By Obsa O.
December 14, 2012, ADDIS ABABA (Opride) — Ethiopia’s Federal Court sentenced two Oromo prisoners of conscience languishing at the notorious Kaliti prison, Bekele Garba and Olbana Lelisa to eight and thirteen years, respectively, under charges of “inciting a secessionist rebellion.”
According to Bloomberg News, seven other Oromos were given sentences ranging from three to 12 years “for getting training in camps in Kenya and being involved in gunfights with Ethiopian soldiers.” In the case of Gerba and Lelisa, one of the evidence used by the prosecutor to win a guilty verdict was speaking to the BBC and meeting with representatives of the UK-based human rights group, Amnesty International.
Ethiopia’s little known Kaliti prison smacks of South Africa’s apartheid-era Robben Island, where thousands of Black South Africans including Nelson Mandela spent their darkest days.

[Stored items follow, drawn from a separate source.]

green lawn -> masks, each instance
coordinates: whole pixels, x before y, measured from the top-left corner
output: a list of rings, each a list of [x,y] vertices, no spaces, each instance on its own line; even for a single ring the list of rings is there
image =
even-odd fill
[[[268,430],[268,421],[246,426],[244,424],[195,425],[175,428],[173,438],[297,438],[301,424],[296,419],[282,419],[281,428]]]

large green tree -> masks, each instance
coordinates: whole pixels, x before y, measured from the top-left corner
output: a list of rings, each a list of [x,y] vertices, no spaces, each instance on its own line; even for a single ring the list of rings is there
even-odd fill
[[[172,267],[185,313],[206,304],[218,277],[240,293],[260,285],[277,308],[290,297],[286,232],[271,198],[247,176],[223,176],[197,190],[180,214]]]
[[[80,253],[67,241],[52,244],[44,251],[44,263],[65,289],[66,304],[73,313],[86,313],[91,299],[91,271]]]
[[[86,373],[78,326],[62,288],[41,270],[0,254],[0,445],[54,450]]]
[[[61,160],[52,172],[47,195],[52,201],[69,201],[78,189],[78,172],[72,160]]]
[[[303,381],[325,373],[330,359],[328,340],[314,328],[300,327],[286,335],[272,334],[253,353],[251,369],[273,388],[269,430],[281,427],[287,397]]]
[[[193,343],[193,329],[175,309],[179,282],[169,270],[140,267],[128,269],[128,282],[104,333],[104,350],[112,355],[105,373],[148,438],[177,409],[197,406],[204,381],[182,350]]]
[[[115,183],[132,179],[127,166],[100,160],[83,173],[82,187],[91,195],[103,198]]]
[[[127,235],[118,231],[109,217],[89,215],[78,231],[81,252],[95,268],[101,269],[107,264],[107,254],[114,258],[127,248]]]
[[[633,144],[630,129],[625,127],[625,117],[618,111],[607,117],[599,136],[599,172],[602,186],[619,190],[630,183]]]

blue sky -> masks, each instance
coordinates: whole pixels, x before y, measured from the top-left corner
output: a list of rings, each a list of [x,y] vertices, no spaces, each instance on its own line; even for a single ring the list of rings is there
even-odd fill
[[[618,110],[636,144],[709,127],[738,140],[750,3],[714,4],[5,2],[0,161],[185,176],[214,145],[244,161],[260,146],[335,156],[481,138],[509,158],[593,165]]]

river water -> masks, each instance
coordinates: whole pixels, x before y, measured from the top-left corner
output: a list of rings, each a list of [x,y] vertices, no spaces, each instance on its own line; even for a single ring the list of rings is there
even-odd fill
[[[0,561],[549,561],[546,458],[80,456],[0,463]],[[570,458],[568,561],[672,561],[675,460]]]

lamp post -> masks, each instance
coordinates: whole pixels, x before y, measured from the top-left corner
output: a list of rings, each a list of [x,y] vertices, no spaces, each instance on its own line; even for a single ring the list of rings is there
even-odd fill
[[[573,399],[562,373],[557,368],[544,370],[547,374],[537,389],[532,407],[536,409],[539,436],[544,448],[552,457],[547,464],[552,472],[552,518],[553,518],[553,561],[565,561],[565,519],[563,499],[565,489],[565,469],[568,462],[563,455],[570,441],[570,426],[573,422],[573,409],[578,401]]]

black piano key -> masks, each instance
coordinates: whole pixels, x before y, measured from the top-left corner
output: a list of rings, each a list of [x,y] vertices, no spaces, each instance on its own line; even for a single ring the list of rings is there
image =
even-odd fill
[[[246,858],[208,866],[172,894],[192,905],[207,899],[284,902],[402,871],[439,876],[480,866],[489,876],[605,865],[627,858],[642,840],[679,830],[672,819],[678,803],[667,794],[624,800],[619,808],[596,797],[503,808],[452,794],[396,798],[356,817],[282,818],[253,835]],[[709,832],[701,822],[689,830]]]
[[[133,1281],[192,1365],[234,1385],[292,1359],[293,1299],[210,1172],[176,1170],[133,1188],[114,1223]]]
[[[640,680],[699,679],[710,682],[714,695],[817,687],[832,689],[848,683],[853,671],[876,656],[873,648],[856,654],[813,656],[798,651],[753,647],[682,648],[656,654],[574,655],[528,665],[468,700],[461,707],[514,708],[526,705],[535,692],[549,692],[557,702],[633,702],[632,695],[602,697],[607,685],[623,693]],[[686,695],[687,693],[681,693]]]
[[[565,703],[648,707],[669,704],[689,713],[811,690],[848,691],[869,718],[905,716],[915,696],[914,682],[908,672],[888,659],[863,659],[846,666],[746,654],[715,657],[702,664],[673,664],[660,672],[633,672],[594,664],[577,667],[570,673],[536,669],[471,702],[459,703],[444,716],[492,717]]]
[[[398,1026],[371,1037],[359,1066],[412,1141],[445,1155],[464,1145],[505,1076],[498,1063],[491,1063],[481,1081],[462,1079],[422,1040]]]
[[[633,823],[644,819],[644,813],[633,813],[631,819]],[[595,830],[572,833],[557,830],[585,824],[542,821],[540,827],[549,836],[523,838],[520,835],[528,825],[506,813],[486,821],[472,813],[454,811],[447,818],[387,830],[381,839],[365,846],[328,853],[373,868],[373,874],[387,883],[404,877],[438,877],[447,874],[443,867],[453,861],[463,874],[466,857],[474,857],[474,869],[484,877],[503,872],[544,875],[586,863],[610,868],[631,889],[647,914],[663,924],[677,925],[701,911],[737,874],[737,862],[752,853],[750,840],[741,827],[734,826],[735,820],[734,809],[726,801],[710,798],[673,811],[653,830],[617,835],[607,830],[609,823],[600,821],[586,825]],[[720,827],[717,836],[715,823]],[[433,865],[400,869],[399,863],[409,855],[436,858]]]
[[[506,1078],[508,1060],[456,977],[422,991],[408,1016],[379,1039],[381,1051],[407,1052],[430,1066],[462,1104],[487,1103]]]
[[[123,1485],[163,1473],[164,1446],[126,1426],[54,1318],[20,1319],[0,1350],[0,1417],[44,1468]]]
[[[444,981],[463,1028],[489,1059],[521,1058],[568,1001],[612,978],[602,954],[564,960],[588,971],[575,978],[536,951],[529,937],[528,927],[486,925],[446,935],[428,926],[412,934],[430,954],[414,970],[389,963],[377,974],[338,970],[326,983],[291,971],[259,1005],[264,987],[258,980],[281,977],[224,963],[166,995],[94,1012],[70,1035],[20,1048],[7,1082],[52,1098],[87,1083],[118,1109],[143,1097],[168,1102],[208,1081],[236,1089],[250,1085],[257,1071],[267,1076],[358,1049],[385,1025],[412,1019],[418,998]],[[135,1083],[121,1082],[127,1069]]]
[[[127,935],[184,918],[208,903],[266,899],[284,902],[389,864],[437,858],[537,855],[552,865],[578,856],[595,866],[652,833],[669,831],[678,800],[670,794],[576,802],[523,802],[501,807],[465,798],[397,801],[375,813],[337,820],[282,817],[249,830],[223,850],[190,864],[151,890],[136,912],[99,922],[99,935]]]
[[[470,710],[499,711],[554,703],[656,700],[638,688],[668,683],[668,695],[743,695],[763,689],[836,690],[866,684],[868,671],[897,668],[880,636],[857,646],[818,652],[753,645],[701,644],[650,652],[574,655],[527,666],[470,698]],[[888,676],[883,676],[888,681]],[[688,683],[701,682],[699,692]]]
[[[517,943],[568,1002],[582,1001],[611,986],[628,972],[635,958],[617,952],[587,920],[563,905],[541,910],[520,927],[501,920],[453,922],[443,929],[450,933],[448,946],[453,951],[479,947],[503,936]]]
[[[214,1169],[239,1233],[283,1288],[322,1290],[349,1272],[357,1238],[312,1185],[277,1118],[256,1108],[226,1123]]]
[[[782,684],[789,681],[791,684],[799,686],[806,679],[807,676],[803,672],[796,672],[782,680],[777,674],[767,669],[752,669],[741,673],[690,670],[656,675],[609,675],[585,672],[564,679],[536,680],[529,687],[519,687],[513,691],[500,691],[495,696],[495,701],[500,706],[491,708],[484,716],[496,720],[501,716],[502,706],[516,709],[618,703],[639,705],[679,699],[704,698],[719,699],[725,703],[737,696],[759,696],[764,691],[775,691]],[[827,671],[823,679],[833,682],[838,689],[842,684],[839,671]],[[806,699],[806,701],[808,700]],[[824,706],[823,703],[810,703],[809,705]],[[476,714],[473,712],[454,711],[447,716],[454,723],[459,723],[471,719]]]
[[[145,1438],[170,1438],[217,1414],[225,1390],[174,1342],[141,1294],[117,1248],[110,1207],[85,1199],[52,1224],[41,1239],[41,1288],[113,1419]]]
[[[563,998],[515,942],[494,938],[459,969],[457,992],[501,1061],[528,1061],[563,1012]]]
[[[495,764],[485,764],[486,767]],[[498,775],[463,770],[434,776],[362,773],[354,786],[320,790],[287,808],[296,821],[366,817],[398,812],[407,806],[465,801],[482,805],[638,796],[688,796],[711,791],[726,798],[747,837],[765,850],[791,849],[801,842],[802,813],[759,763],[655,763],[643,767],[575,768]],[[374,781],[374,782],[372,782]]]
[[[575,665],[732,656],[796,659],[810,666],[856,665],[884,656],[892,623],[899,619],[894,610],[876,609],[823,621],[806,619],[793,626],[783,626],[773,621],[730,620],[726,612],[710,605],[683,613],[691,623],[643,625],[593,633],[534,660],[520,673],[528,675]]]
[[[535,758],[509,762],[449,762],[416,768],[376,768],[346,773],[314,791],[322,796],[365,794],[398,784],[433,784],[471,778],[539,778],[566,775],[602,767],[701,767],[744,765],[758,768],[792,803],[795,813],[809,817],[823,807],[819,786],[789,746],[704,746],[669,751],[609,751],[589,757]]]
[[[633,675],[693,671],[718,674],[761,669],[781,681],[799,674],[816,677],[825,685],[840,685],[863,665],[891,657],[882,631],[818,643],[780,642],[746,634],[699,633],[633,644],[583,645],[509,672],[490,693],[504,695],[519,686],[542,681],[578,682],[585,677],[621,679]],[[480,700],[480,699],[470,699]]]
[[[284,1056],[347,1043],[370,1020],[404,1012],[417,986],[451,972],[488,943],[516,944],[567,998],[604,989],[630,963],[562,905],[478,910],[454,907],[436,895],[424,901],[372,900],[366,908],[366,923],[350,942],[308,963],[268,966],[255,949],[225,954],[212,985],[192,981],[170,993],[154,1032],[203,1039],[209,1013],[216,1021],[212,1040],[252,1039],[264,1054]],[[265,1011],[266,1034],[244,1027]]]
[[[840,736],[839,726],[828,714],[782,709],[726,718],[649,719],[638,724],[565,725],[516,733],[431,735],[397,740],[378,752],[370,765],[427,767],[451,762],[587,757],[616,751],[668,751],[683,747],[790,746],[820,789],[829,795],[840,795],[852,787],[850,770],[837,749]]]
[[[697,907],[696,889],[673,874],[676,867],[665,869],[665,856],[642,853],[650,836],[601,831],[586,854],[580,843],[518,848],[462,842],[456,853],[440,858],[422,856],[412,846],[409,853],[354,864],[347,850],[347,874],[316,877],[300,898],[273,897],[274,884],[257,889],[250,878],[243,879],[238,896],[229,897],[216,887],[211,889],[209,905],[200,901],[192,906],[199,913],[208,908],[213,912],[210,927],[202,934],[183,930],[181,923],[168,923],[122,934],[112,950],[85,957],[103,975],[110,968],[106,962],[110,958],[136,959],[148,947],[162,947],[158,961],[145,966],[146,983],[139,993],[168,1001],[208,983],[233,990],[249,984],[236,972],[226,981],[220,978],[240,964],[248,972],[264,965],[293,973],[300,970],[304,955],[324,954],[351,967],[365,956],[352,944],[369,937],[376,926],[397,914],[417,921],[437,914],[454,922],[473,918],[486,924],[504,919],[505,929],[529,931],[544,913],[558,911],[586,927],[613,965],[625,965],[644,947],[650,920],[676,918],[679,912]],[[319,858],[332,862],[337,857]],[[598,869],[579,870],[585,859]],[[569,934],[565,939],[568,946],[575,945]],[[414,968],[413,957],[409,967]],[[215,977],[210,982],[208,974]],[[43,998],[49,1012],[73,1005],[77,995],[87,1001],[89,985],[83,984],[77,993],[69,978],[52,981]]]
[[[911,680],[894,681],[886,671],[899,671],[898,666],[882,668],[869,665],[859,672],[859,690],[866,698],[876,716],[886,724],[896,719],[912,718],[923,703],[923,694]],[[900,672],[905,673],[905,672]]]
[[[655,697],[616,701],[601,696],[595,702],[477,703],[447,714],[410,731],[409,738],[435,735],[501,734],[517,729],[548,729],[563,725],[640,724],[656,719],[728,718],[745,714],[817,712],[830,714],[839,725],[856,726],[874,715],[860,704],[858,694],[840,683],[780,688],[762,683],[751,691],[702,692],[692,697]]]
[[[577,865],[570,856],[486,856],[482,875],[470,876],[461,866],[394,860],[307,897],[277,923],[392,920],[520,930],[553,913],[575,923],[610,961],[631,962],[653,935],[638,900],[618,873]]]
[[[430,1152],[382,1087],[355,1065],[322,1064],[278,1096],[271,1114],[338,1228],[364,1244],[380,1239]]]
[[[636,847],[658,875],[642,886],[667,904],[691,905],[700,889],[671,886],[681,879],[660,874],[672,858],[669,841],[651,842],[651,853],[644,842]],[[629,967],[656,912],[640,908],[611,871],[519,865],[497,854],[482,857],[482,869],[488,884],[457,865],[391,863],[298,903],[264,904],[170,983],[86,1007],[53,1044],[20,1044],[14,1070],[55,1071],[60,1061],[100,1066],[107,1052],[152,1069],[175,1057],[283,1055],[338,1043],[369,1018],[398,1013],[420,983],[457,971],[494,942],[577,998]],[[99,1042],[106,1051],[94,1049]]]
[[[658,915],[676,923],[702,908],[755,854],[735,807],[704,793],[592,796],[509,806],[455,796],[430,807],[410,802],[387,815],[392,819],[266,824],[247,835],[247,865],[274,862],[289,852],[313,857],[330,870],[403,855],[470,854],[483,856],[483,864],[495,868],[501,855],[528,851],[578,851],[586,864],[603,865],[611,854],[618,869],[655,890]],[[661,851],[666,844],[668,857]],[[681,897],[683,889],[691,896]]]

The brutality of the apartheid system did not stop at sending freedom thirsty individuals to jail; many were also slayed in their quest for freedom.
Later on, after their ‘long walk to freedom’, Robben Island, South Africa’s equivalent of Alem Bekagn, became an iconic spot for the freedom fighters. The political nature of Robben Island’s inmates, the accounts of terrible prison conditions, and the state of prisoners resemble that of Ethiopia’s Kaliti today.
But unlike Robben Island, Kaliti–a notorious prison on the outskirts of Addis Ababa where prisoners dreadfully stockpiled with poor hygiene and visits by family members and lawyer are at the discretion of a bureaucratic prison supervisor–is little known to the world.
Kaliti houses an estimated 20,000 Oromo political prisoners. Oromo students, academics, members and leaders of opposition have been thrown into this jail under concocted charges. Among them, very few are convicted while the majority languishes without proper legal prosecution. Of course, there are also hundreds of prisoners from different ethnic groups, though their number and the cases they were charged with are incomparable to that of Oromo prisoners. The overwhelming majority of Oromo inmates are prisoners of conscience, who were convicted solely based on their political views and membership in Oromo ethnic group.
“It is bad for Ethiopia that so many Oromos are in a prison,” said Bulcha Demeksa in a recent interview with The Reporter newspaper. “Young people, the productive segment of the society are suffering in jails, in tens of thousands, without committing any crime.”
The sheer brutality and abuse of Oromo prisoners at Kaliti has been documented by human rights activists. The case of Alemayehu Gebra, a physically disabled detainee who was shot to death in prison, underscores this enigma. Gerba, an engineering student at Addis Ababa University, was picked up by security forces from class and jailed at Kaliti in Nov. 2005 after opposing the transfer of Oromia’s capital city from Finfinne (Addis Ababa) to Adama. Despite his medical status, Gerba was reportedly tortured on several occasions and was later shot to death after spending four years incarcerated without due process of law.